Avukatlık Kanunu’nun 174. Maddesi “Avukatın azli halinde ücretin tamamı verilir. Şu kadar ki, avukat kusur veya ihmalinden dolayı azledilmiş ise ücretin ödenmesi gerekmez.” hükmünü haizdir. Bu hükme göre azil işleminin haklı nedene dayandığının kanıtlanması halinde müvekkilin avukata vekalet ücreti ödeme yükümlülüğü ortadan kalkmaktadır.

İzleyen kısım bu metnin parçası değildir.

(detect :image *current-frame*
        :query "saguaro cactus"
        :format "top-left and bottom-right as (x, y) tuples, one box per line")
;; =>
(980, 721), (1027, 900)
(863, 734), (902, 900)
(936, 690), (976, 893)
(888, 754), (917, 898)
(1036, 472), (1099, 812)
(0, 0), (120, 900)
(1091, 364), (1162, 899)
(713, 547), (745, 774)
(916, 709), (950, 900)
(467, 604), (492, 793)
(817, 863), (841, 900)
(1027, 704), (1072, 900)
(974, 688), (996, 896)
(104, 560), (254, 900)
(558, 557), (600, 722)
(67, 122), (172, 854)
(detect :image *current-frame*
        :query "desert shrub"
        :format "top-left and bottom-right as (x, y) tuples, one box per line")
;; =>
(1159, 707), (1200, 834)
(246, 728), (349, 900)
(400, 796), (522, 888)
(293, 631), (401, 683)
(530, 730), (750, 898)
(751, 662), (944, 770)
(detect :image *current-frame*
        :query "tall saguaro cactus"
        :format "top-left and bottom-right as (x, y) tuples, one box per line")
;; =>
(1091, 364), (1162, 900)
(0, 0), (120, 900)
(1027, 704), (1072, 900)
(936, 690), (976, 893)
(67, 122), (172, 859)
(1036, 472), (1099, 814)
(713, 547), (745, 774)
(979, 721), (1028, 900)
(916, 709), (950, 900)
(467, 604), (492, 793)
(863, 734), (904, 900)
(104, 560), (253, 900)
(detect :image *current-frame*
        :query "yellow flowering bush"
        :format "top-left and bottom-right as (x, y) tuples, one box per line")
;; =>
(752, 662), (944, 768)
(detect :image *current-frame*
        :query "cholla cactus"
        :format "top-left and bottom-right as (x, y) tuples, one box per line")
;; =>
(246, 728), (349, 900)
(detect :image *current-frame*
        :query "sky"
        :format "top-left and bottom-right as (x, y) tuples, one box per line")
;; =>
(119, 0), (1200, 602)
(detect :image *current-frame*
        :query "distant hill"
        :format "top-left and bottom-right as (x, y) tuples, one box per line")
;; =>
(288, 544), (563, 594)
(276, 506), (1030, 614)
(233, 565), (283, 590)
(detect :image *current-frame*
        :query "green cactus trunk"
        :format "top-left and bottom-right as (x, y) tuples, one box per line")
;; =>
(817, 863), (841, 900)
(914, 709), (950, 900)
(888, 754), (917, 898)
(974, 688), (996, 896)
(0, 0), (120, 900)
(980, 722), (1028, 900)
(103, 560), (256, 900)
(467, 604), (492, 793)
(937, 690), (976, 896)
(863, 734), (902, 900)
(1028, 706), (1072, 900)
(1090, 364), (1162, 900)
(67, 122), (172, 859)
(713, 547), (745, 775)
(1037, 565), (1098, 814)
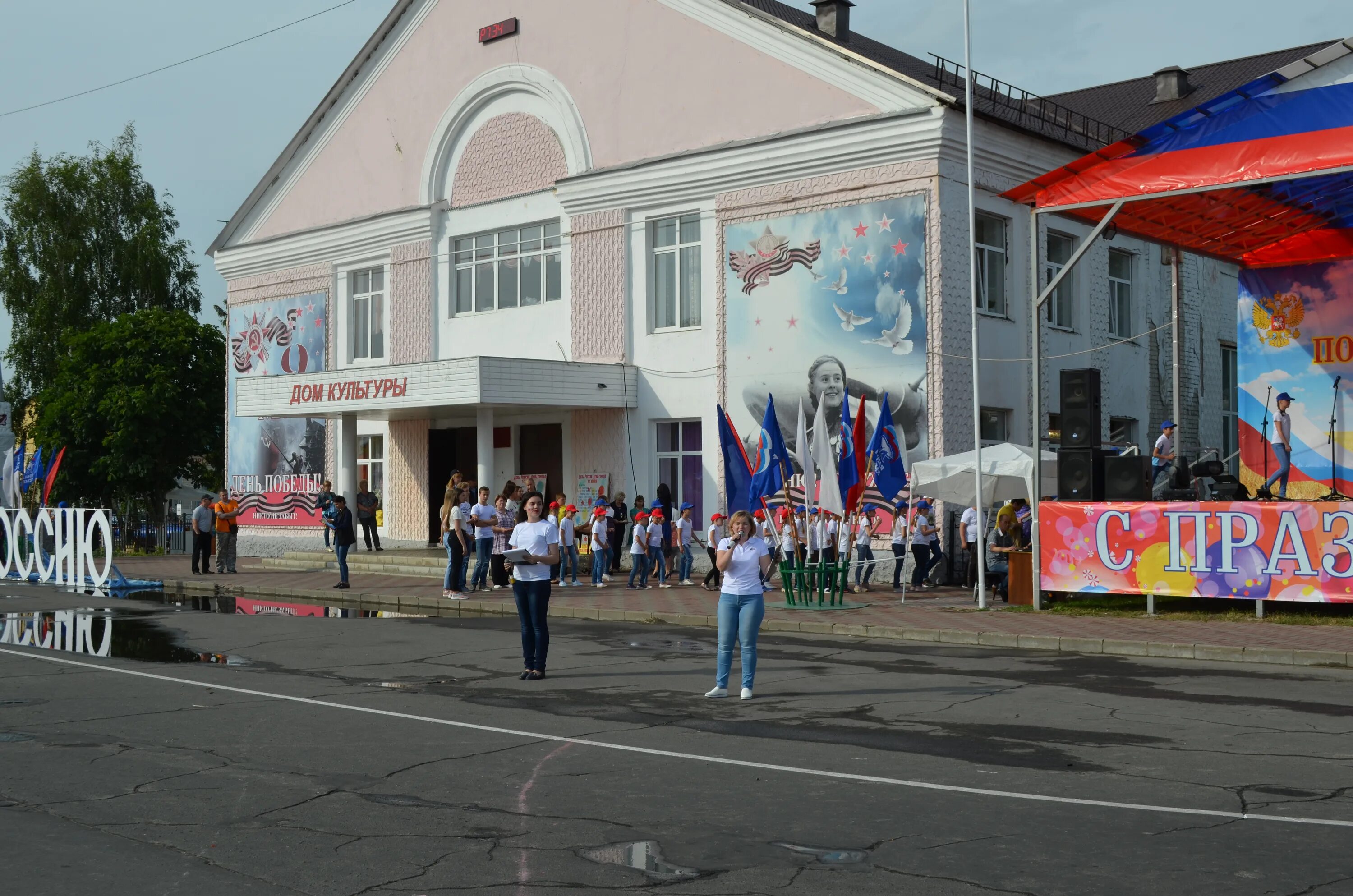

Avukatın haksız azledilmesi halinde, hangi aşamada olunursa olunsun vekil üstlendiği işin tüm vekalet ücretini talep edebilme hakkına sahip iken haklı azil halinde azil tarihi itibari ile yalnızca kesinleşen işlerden dolayı vekalet ücreti talep edebilecektir. Avukatlık Kanunu’nun, 174. maddesinde, “Avukatın azli halinde ücretin tamamı verilir. Şu kadar ki, avukat kusur veya ihmalinden dolayı azledilmiş ise ücretin ödenmesi gerekmez.” Hükmü mevcut olup, bu hükme göre azil işleminin haklı nedene dayandığının kanıtlanması halinde müvekkil avukata vekalet ücreti ödemekle yükümlü değildir. Dairemizin kökleşmiş içtihatlarına göre haklı azil halinde ancak azil tarihi itibariyle sonuçlanıp, kesinleşen işlerden dolayı vekalet ücreti talep edilebilir. Zira vekalet ilişkisi bir bütün olup azil, taraflar arasındaki tüm dava ve takiplere sirayet edeceğinden, azlin haklı olduğunun kabul edilmesi halinde, davacının azil tarihi itibariyle sonuçlanıp kesinleşmeyen işlerden dolayı vekalet ücreti talep edebilmesi mümkün değildir…” (Yargıtay 13. Hukuk Dairesi’nin 15.03.2018 Tarih, 2016/19132 Esas ve 2018/3123 Karar Sayılı Kararı)

İşte bu Yargıtay kararında olduğu gibi bu husus çok sayıda Yargıtay Kararında kabul görmüş, kökleşmiş bir içtihat haline gelmiştir.